Il aurait dû se douter que l'histoire se finirait comme ça, pourtant. Elle ne pouvait pas bien finir.

_ Tu as vraiment l'air abattu, Teba.

Le Piaf se retourna et regarda Harfor entrer.

_ Dézelle a été tuée, une dizaine de nos meilleurs guerriers sont morts, le village est dans un piteux état… Je ne vois pas pourquoi j'aurais l'air autre chose qu'abattu.

_ Mouais, tu n'as pas tord…

Harfor avança vers son ami et se laissa tomber sur un tabouret.

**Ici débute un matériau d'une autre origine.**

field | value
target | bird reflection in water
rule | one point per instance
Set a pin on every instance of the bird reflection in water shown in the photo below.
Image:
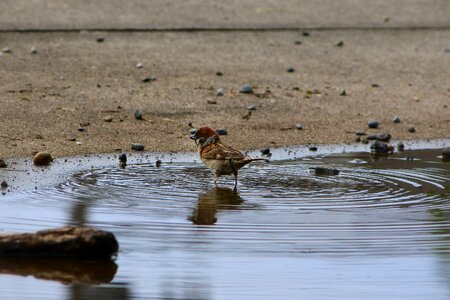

_ Toi par contre, tu as l'air… en forme.

_ Un Yiga m'a attaqué. Il lui manquait un bras, et pourtant c'était un adversaire redoutable. Asahi m'a dit qu'il ne tenait qu'à moi de prendre ma retraite en déprimant sur ce que j'ai perdu, ou alors d'avancer en en faisant une force. Elle avait raison…

_ Elle t'a dit ça ?

_ Etonnante, cette humaine.

_ Etonnante, pas tellement. Elle est prévisible, c'est une Yiga. Elle réagit comme une Yiga. Ce qui la gêne doit être éliminé, ce qui la blesse doit être éliminé… En fait, elle élimine vraiment tout ce qui pourrait lui poser un problème, sans chercher plus loin. Comme elle l'a fait avec Dézelle.

Harfor observa son ami avec attention. Teba avait la tête basse, les plumes ternes. Il était fatigué, et pas seulement à cause des travaux de reconstruction. Il livrait une bataille féroce à l'intérieur de lui, il le voyait.

Harfor n'aimait pas ça, pas plus que ce qu'il allait dire. Mais Teba était son ami depuis si longtemps, il lui devait bien la vérité, et tant pis si cela le dérangeait.

_ Teba, je dois te dire quelque chose.

Son ami tourna la tête vers lui et le scruta attentivement.

_ Quoi donc ?

_ Ce n'est pas Asahi qui a tué Dézelle.